Paper Overview
- Field: Computer Vision (CV)
- Authors: Zahra Ghaffari, Massih Bahar, Mojgan Forootan, Ali Darvishi, Hamidreza Bolhasani
- Published: 2026-09-17
- arXiv: 2609.20815
- Purpose: A multimodal endoscopic, histopathological, and genomic dataset supporting AI applications in the recognition, characterization, and classification of colorectal polyposis.
- Imaging: Most procedures were performed with the Olympus EVIS X1 system, including white light endoscopy (WLE), narrow-band imaging (NBI), magnifying NBI (M-NBI), and NBI near-focus modes, producing 160 images with accompanying video clips.
- Case composition:
- ~80% clinically and/or genetically confirmed hereditary polyposis syndromes (PG), including familial adenomatous polyposis (FAP), Peutz-Jeghers syndrome (PJS), juvenile polyposis syndrome (JPS), and ganglioneuromatosis syndrome (GNS)
- ~20% non-hereditary polyps and polyp-mimicking lesions with overlapping morphology (Non-PG) for differential classification
- Patient-level annotations: Each released record links standardized endoscopic annotations, representative histopathology, and clinically reported germline findings where available, forming an AI-ready labeling framework.

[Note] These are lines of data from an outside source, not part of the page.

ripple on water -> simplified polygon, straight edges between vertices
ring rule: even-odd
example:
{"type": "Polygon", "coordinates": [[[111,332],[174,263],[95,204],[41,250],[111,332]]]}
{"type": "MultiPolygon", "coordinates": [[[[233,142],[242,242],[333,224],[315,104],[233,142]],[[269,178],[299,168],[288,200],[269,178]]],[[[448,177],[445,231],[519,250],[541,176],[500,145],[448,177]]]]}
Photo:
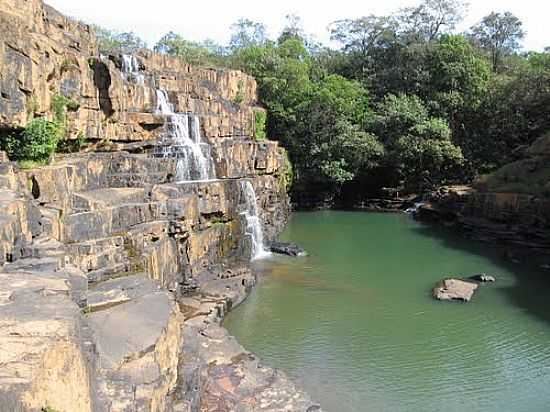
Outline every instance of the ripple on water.
{"type": "Polygon", "coordinates": [[[311,256],[261,263],[226,325],[326,410],[550,410],[550,326],[510,295],[528,273],[401,216],[298,214],[287,233],[311,256]],[[470,304],[431,299],[445,273],[477,272],[498,281],[470,304]]]}

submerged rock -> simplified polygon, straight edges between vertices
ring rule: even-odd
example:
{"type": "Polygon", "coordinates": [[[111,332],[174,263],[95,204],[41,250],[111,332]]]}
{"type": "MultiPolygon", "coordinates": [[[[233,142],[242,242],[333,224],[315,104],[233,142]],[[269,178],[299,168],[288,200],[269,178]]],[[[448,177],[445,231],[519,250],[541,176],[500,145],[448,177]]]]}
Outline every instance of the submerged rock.
{"type": "Polygon", "coordinates": [[[475,280],[476,282],[486,283],[486,282],[496,282],[496,278],[491,275],[486,275],[485,273],[479,273],[477,275],[470,276],[468,280],[475,280]]]}
{"type": "Polygon", "coordinates": [[[460,300],[469,302],[478,288],[477,283],[460,279],[443,279],[433,289],[432,295],[438,300],[460,300]]]}
{"type": "Polygon", "coordinates": [[[273,242],[269,246],[273,253],[288,256],[307,256],[307,252],[295,243],[273,242]]]}

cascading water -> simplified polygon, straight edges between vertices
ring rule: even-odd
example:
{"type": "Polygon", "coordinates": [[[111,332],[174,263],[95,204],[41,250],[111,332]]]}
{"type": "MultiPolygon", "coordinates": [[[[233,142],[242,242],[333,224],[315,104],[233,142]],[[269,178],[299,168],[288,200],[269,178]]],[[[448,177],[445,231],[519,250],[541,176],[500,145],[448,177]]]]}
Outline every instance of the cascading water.
{"type": "Polygon", "coordinates": [[[157,114],[174,114],[174,105],[168,101],[166,90],[157,89],[157,114]]]}
{"type": "Polygon", "coordinates": [[[256,192],[252,183],[249,181],[241,182],[241,193],[243,196],[242,204],[245,208],[241,214],[246,219],[246,234],[252,241],[252,260],[261,259],[269,256],[270,253],[264,248],[264,234],[262,223],[258,215],[258,203],[256,201],[256,192]]]}
{"type": "Polygon", "coordinates": [[[215,179],[210,145],[202,142],[198,116],[174,113],[174,106],[168,101],[165,90],[157,90],[156,112],[168,118],[166,139],[172,144],[163,147],[162,155],[177,158],[176,179],[178,181],[215,179]]]}
{"type": "Polygon", "coordinates": [[[420,209],[425,204],[426,204],[425,202],[417,202],[414,204],[414,207],[409,207],[408,209],[406,209],[405,213],[410,215],[415,215],[416,213],[418,213],[418,209],[420,209]]]}
{"type": "Polygon", "coordinates": [[[126,81],[133,82],[137,85],[143,85],[145,83],[145,76],[140,72],[139,62],[136,56],[123,54],[121,71],[126,81]]]}

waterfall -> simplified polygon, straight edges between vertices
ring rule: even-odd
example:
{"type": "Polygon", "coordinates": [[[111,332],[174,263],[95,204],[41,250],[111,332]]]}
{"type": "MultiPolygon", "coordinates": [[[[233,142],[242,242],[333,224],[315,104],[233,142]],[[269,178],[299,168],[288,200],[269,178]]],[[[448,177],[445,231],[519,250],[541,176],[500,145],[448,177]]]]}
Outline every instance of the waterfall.
{"type": "Polygon", "coordinates": [[[122,55],[122,77],[128,82],[133,82],[138,85],[145,83],[145,76],[139,70],[139,62],[136,56],[130,54],[122,55]]]}
{"type": "Polygon", "coordinates": [[[241,193],[244,197],[243,206],[245,210],[241,213],[246,219],[246,234],[252,241],[252,260],[261,259],[269,256],[270,253],[264,248],[264,234],[262,223],[258,214],[258,203],[256,201],[256,192],[252,183],[241,181],[241,193]]]}
{"type": "Polygon", "coordinates": [[[166,90],[157,89],[157,114],[174,114],[174,105],[168,101],[166,90]]]}
{"type": "Polygon", "coordinates": [[[174,105],[168,100],[165,90],[157,90],[157,114],[167,116],[166,139],[170,146],[163,147],[164,157],[176,157],[176,179],[178,181],[215,179],[214,161],[208,143],[200,135],[198,116],[175,113],[174,105]]]}
{"type": "Polygon", "coordinates": [[[425,204],[425,202],[417,202],[414,204],[414,207],[409,207],[408,209],[406,209],[405,213],[415,215],[416,213],[418,213],[418,209],[420,209],[420,207],[424,206],[425,204]]]}

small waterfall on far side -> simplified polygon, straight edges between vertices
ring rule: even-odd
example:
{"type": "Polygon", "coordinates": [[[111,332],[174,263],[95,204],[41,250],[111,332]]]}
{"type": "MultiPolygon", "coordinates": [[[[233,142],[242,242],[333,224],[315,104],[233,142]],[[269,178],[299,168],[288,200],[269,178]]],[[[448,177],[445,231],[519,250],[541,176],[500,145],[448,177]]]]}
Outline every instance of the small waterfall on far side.
{"type": "Polygon", "coordinates": [[[425,204],[426,204],[425,202],[417,202],[417,203],[414,204],[413,207],[407,208],[405,210],[405,213],[407,213],[409,215],[415,215],[416,213],[418,213],[418,209],[420,209],[425,204]]]}
{"type": "Polygon", "coordinates": [[[121,71],[126,81],[133,82],[140,86],[145,83],[145,76],[139,70],[139,62],[136,56],[123,54],[121,71]]]}
{"type": "Polygon", "coordinates": [[[166,90],[157,89],[157,114],[174,114],[174,105],[168,101],[166,90]]]}
{"type": "Polygon", "coordinates": [[[258,214],[258,203],[256,201],[256,192],[252,183],[248,180],[241,181],[241,193],[244,197],[243,205],[245,210],[241,212],[246,219],[246,234],[252,241],[252,260],[262,259],[270,255],[264,248],[264,234],[262,223],[258,214]]]}
{"type": "Polygon", "coordinates": [[[175,113],[165,90],[157,90],[156,112],[167,116],[167,136],[172,145],[163,148],[164,157],[176,157],[178,181],[215,179],[210,145],[203,143],[198,116],[175,113]]]}

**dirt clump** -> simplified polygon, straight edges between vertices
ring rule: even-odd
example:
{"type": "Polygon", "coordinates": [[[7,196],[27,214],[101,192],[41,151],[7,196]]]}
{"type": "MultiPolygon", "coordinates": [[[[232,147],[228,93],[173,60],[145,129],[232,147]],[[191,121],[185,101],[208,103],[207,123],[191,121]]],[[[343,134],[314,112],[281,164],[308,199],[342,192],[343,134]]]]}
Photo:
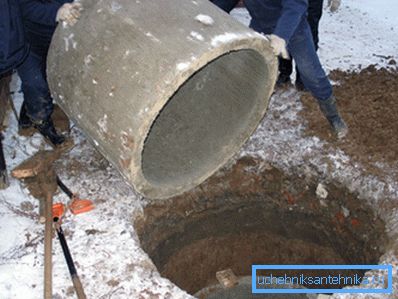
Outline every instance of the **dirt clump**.
{"type": "Polygon", "coordinates": [[[301,115],[308,135],[318,136],[359,161],[372,174],[398,176],[398,72],[369,66],[360,72],[333,71],[334,91],[349,134],[336,141],[316,101],[305,94],[301,115]]]}

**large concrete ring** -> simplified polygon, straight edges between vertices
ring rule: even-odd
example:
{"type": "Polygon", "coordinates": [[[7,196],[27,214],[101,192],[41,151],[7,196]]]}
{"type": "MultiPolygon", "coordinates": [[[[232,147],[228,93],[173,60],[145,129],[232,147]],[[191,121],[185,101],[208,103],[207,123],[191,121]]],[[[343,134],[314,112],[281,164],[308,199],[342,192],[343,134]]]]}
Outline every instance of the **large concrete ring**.
{"type": "Polygon", "coordinates": [[[58,26],[54,99],[134,188],[168,198],[225,164],[262,119],[268,41],[207,0],[93,1],[58,26]]]}

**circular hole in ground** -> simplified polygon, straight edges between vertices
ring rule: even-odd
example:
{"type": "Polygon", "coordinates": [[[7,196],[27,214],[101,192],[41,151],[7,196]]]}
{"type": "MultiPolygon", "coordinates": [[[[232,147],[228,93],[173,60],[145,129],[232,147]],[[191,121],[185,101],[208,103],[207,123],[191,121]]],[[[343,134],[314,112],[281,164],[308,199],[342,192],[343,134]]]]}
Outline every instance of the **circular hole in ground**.
{"type": "Polygon", "coordinates": [[[383,221],[347,189],[325,185],[328,196],[319,199],[318,181],[243,158],[190,192],[149,204],[135,225],[161,275],[199,298],[226,296],[214,297],[225,269],[245,279],[252,264],[377,264],[383,221]]]}
{"type": "Polygon", "coordinates": [[[154,121],[142,170],[154,186],[181,187],[206,177],[251,134],[267,105],[267,62],[232,51],[192,75],[154,121]]]}

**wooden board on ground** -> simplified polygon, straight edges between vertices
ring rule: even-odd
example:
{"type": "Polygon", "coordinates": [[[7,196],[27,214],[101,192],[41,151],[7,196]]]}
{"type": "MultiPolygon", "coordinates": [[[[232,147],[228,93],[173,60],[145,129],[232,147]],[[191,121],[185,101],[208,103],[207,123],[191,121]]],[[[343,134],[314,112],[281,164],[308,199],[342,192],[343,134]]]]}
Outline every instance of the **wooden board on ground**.
{"type": "Polygon", "coordinates": [[[23,179],[24,185],[29,193],[39,200],[39,221],[46,220],[46,200],[52,198],[57,191],[56,174],[53,163],[60,156],[58,151],[39,151],[33,157],[22,162],[11,172],[17,179],[23,179]]]}
{"type": "Polygon", "coordinates": [[[23,161],[15,167],[11,174],[17,179],[35,177],[42,172],[46,172],[52,163],[59,158],[59,153],[55,151],[39,151],[33,157],[23,161]]]}
{"type": "Polygon", "coordinates": [[[0,189],[8,187],[7,166],[3,152],[2,134],[10,96],[10,76],[0,76],[0,189]]]}
{"type": "Polygon", "coordinates": [[[0,77],[0,131],[9,107],[11,77],[0,77]]]}

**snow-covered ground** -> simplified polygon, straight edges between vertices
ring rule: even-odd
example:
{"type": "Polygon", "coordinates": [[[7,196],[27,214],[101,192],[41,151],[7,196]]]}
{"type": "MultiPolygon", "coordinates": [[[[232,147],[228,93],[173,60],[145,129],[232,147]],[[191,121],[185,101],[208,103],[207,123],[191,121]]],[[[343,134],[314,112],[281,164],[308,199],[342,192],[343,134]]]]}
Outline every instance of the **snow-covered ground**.
{"type": "MultiPolygon", "coordinates": [[[[320,25],[319,53],[326,69],[350,70],[369,64],[384,66],[387,60],[383,57],[397,59],[397,12],[396,0],[342,0],[337,13],[325,10],[320,25]]],[[[233,15],[242,22],[249,20],[243,9],[235,10],[233,15]]],[[[12,82],[12,90],[16,91],[14,101],[19,108],[22,95],[18,92],[17,78],[12,82]]],[[[278,93],[273,97],[268,116],[241,155],[279,161],[275,162],[277,166],[288,169],[312,152],[312,164],[317,165],[317,171],[325,171],[323,165],[318,163],[316,154],[313,154],[322,152],[321,141],[301,136],[301,126],[289,126],[297,117],[295,112],[300,109],[298,96],[289,91],[288,94],[278,93]],[[278,112],[278,119],[273,117],[274,111],[278,112]]],[[[67,214],[63,223],[88,298],[190,298],[160,277],[139,246],[132,219],[142,211],[145,200],[134,193],[113,167],[101,162],[78,129],[72,130],[72,137],[76,145],[61,160],[57,169],[68,186],[79,192],[82,198],[90,198],[96,204],[96,209],[87,214],[67,214]],[[83,166],[81,170],[76,173],[63,171],[62,165],[73,160],[83,166]]],[[[4,140],[9,170],[44,144],[38,134],[30,138],[19,136],[16,120],[10,115],[4,140]]],[[[349,159],[344,153],[331,152],[329,159],[335,163],[330,175],[350,189],[362,192],[363,196],[376,190],[374,200],[378,198],[377,192],[381,194],[381,190],[385,190],[385,183],[361,177],[360,167],[344,166],[344,161],[349,159]]],[[[19,181],[11,178],[10,183],[8,189],[0,191],[0,298],[41,298],[44,227],[37,221],[38,201],[19,181]]],[[[388,184],[388,195],[398,198],[397,183],[388,184]]],[[[386,194],[383,193],[383,196],[386,194]]],[[[61,193],[54,198],[54,202],[66,201],[66,196],[61,193]]],[[[398,226],[390,229],[396,231],[398,226]]],[[[75,298],[56,239],[53,248],[54,298],[75,298]]],[[[386,256],[385,260],[390,258],[393,259],[386,256]]]]}
{"type": "MultiPolygon", "coordinates": [[[[326,2],[326,1],[325,1],[326,2]]],[[[337,13],[324,12],[319,55],[331,69],[384,65],[398,55],[398,3],[394,0],[342,0],[337,13]]]]}

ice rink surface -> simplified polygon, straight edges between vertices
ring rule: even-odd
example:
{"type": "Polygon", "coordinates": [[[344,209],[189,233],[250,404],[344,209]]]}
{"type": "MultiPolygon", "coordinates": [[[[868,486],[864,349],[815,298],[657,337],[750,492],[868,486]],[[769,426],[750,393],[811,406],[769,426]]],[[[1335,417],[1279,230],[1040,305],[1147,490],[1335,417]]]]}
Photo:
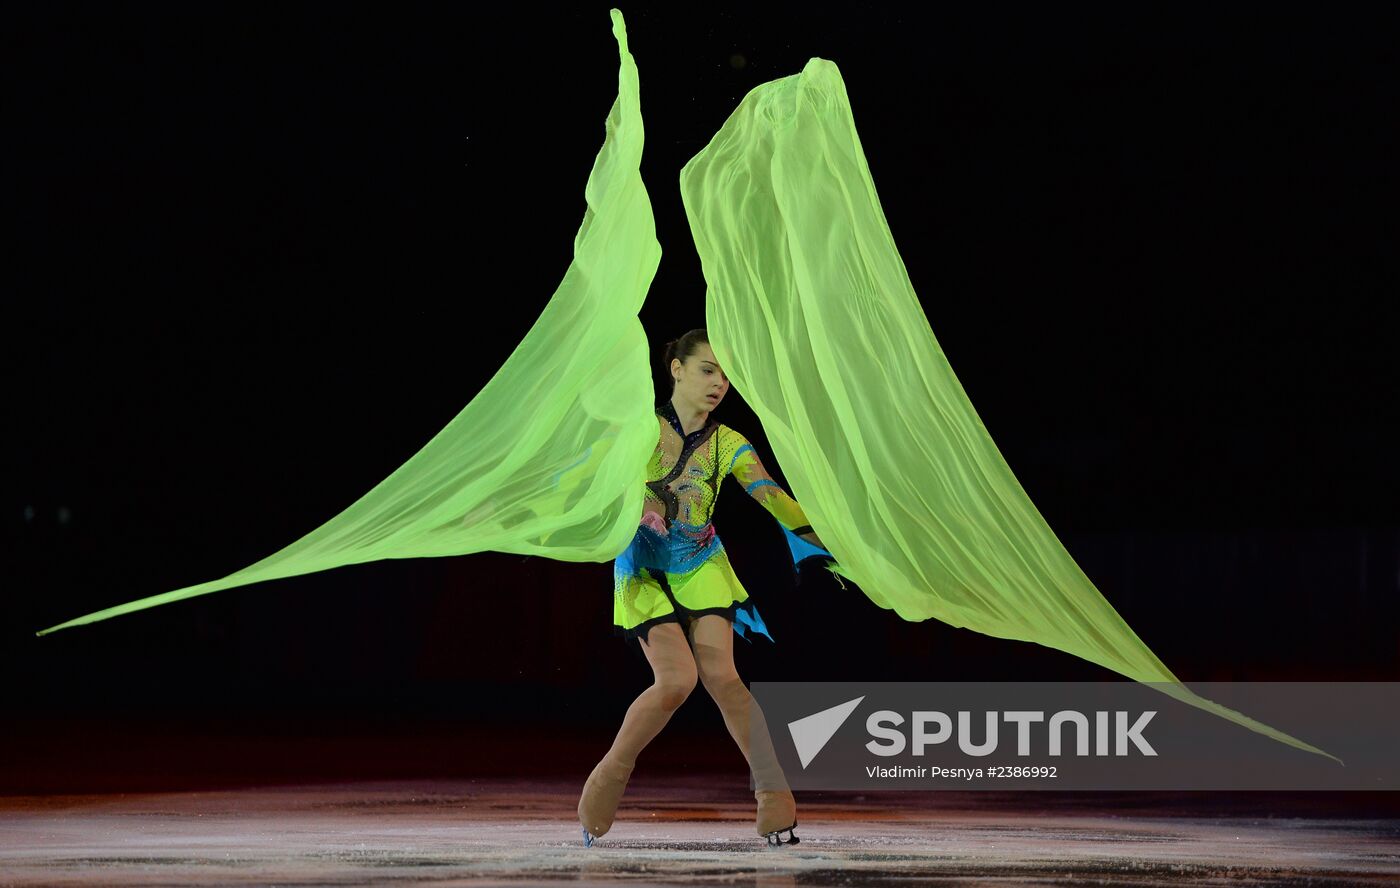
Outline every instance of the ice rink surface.
{"type": "Polygon", "coordinates": [[[1400,819],[1330,796],[799,792],[770,849],[732,775],[638,776],[584,848],[581,785],[0,797],[0,885],[1400,885],[1400,819]]]}

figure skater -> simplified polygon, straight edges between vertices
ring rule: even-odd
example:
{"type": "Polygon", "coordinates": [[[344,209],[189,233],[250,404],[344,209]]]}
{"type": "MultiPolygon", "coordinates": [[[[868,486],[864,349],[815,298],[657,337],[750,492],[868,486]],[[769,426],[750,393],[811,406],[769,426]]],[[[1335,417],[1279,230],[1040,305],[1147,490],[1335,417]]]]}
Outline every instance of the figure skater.
{"type": "Polygon", "coordinates": [[[753,445],[711,415],[729,391],[729,379],[705,330],[667,343],[665,362],[673,388],[656,409],[660,434],[647,466],[641,522],[613,562],[613,631],[642,647],[654,680],[628,708],[612,747],[584,784],[578,803],[583,841],[591,847],[612,828],[637,756],[698,678],[754,775],[758,834],[771,846],[796,844],[797,804],[763,713],[734,668],[735,633],[750,643],[752,634],[773,639],[715,533],[720,482],[733,475],[791,536],[825,547],[801,507],[764,470],[753,445]]]}

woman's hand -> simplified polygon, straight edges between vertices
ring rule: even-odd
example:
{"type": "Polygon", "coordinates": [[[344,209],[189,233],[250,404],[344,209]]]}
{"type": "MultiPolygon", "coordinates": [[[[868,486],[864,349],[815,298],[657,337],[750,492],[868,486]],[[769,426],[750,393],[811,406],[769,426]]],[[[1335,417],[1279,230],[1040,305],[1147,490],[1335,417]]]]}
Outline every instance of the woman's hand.
{"type": "Polygon", "coordinates": [[[650,527],[661,536],[670,535],[669,531],[666,530],[666,519],[663,518],[659,512],[645,512],[642,515],[642,526],[650,527]]]}

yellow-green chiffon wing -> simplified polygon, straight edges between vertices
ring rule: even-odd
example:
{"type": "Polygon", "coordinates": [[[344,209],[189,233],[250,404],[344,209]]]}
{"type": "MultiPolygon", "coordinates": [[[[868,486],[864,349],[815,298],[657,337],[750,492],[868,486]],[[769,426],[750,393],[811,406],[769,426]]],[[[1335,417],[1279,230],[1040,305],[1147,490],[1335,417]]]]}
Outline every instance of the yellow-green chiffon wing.
{"type": "Polygon", "coordinates": [[[924,316],[835,64],[755,87],[680,182],[710,344],[828,569],[906,620],[1056,648],[1335,758],[1188,690],[1041,517],[924,316]]]}

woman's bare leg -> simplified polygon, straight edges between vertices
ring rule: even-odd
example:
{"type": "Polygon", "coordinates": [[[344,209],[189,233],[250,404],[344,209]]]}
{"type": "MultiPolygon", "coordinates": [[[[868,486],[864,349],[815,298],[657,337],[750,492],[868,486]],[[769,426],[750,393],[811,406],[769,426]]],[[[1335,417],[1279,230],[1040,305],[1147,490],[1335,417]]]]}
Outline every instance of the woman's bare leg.
{"type": "Polygon", "coordinates": [[[707,614],[691,624],[690,638],[700,683],[714,698],[729,735],[748,761],[754,787],[760,791],[787,791],[787,778],[773,752],[763,711],[734,668],[733,625],[722,616],[707,614]]]}
{"type": "Polygon", "coordinates": [[[695,656],[679,623],[651,627],[647,640],[642,642],[642,651],[651,664],[651,687],[632,701],[605,756],[628,768],[637,763],[637,756],[695,690],[697,679],[695,656]]]}
{"type": "MultiPolygon", "coordinates": [[[[679,623],[653,626],[642,651],[651,664],[652,684],[632,701],[612,748],[588,776],[579,798],[578,819],[598,837],[612,829],[618,802],[646,745],[671,720],[671,714],[695,689],[695,657],[679,623]]],[[[591,841],[591,840],[590,840],[591,841]]]]}

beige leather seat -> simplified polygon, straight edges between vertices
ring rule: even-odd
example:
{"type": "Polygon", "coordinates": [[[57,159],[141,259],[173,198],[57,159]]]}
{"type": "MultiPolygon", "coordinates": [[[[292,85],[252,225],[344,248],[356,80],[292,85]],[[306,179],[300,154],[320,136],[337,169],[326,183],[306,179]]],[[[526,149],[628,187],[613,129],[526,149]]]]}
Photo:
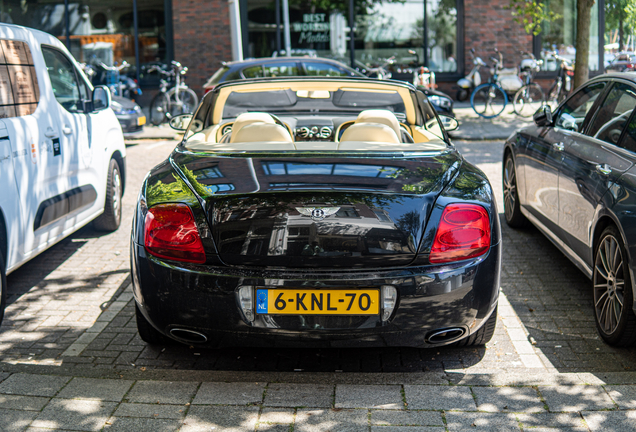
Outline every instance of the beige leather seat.
{"type": "Polygon", "coordinates": [[[251,123],[242,126],[238,131],[232,131],[230,143],[292,143],[289,131],[286,128],[271,123],[251,123]]]}
{"type": "Polygon", "coordinates": [[[395,117],[395,114],[389,110],[373,109],[361,111],[356,119],[357,123],[380,123],[393,129],[398,138],[402,136],[400,122],[395,117]]]}
{"type": "Polygon", "coordinates": [[[355,123],[343,132],[340,142],[345,141],[399,143],[400,139],[395,130],[385,124],[355,123]]]}
{"type": "Polygon", "coordinates": [[[276,124],[272,116],[267,113],[263,113],[263,112],[243,113],[239,115],[236,118],[236,120],[234,120],[234,123],[232,124],[232,132],[231,132],[232,135],[230,138],[230,142],[231,143],[240,142],[240,141],[236,141],[235,139],[236,134],[245,126],[248,126],[254,123],[276,124]]]}

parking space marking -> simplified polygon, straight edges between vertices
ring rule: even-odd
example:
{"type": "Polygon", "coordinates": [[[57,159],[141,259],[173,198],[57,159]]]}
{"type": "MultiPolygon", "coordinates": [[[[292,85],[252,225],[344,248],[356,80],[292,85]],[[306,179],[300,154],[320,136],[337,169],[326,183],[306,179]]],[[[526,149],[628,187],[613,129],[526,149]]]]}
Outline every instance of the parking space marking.
{"type": "Polygon", "coordinates": [[[95,340],[95,338],[115,319],[117,314],[132,300],[132,284],[128,285],[117,299],[100,314],[95,323],[77,338],[75,342],[62,353],[62,357],[77,357],[95,340]]]}

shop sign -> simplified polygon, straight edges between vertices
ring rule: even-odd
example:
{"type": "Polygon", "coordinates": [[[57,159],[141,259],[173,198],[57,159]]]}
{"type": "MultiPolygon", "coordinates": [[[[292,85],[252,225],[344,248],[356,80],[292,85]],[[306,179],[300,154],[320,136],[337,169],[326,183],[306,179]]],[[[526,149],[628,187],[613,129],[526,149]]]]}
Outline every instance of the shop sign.
{"type": "Polygon", "coordinates": [[[331,25],[327,14],[303,14],[303,22],[292,23],[293,31],[300,33],[298,43],[329,42],[331,25]]]}

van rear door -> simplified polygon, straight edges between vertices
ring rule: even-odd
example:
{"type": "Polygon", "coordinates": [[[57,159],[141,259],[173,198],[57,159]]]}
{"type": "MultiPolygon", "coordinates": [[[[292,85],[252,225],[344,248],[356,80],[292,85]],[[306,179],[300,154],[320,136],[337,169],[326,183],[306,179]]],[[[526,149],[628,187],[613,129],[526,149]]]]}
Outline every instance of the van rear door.
{"type": "Polygon", "coordinates": [[[20,225],[20,198],[15,183],[13,171],[11,142],[9,131],[4,122],[0,120],[0,211],[7,225],[8,256],[3,257],[7,270],[11,270],[20,261],[19,248],[22,239],[22,226],[20,225]]]}

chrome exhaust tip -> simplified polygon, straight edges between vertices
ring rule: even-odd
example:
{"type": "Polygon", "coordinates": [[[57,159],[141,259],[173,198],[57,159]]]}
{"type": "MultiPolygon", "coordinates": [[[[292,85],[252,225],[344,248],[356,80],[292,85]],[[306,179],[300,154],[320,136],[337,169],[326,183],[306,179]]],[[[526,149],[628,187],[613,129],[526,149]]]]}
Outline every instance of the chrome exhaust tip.
{"type": "Polygon", "coordinates": [[[170,329],[170,335],[173,338],[186,343],[202,344],[208,341],[208,337],[203,333],[182,328],[170,329]]]}
{"type": "Polygon", "coordinates": [[[434,330],[426,336],[426,342],[430,344],[440,344],[456,341],[466,334],[466,329],[461,327],[449,327],[434,330]]]}

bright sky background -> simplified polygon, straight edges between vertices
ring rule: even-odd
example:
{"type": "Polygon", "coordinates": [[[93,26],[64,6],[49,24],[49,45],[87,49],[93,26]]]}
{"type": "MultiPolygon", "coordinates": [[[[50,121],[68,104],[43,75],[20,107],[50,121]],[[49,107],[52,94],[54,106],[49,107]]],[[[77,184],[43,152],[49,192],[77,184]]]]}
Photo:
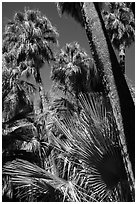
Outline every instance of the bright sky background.
{"type": "MultiPolygon", "coordinates": [[[[24,7],[30,9],[39,9],[42,14],[46,15],[55,26],[60,34],[59,44],[62,48],[66,43],[73,41],[79,42],[82,48],[90,55],[88,40],[84,29],[73,20],[70,16],[58,15],[56,5],[52,2],[3,2],[2,3],[2,28],[9,19],[13,19],[15,12],[23,11],[24,7]]],[[[3,30],[4,31],[4,30],[3,30]]],[[[48,91],[51,87],[50,67],[45,65],[41,70],[41,76],[45,89],[48,91]]],[[[128,78],[135,83],[135,44],[132,44],[126,51],[126,74],[128,78]]]]}

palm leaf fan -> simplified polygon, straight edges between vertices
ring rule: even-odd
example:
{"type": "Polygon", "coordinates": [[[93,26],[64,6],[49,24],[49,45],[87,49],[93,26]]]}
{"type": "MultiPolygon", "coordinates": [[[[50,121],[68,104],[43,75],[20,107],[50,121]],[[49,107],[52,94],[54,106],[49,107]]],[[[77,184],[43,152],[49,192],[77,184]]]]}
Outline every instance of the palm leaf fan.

- Dataset: publicly available on Mendeley Data — https://doi.org/10.17632/nzyfc544bx.2
- Latest updates and more information: https://databiox.com
Abstract
Hereditary polyposis syndromes can be precursor lesions to colorectal cancer and are associated with a broad spectrum of extracolonic tumors. Early identification and accurate classification of these syndromes are essential for timely diagnosis, individualized patient management, and targeted surveillance strategies for affected families. However, public endoscopic datasets are largely organized around the individual sporadic polyp, and none links the polyposis phenotype to histopathology and germline findings at the patient level.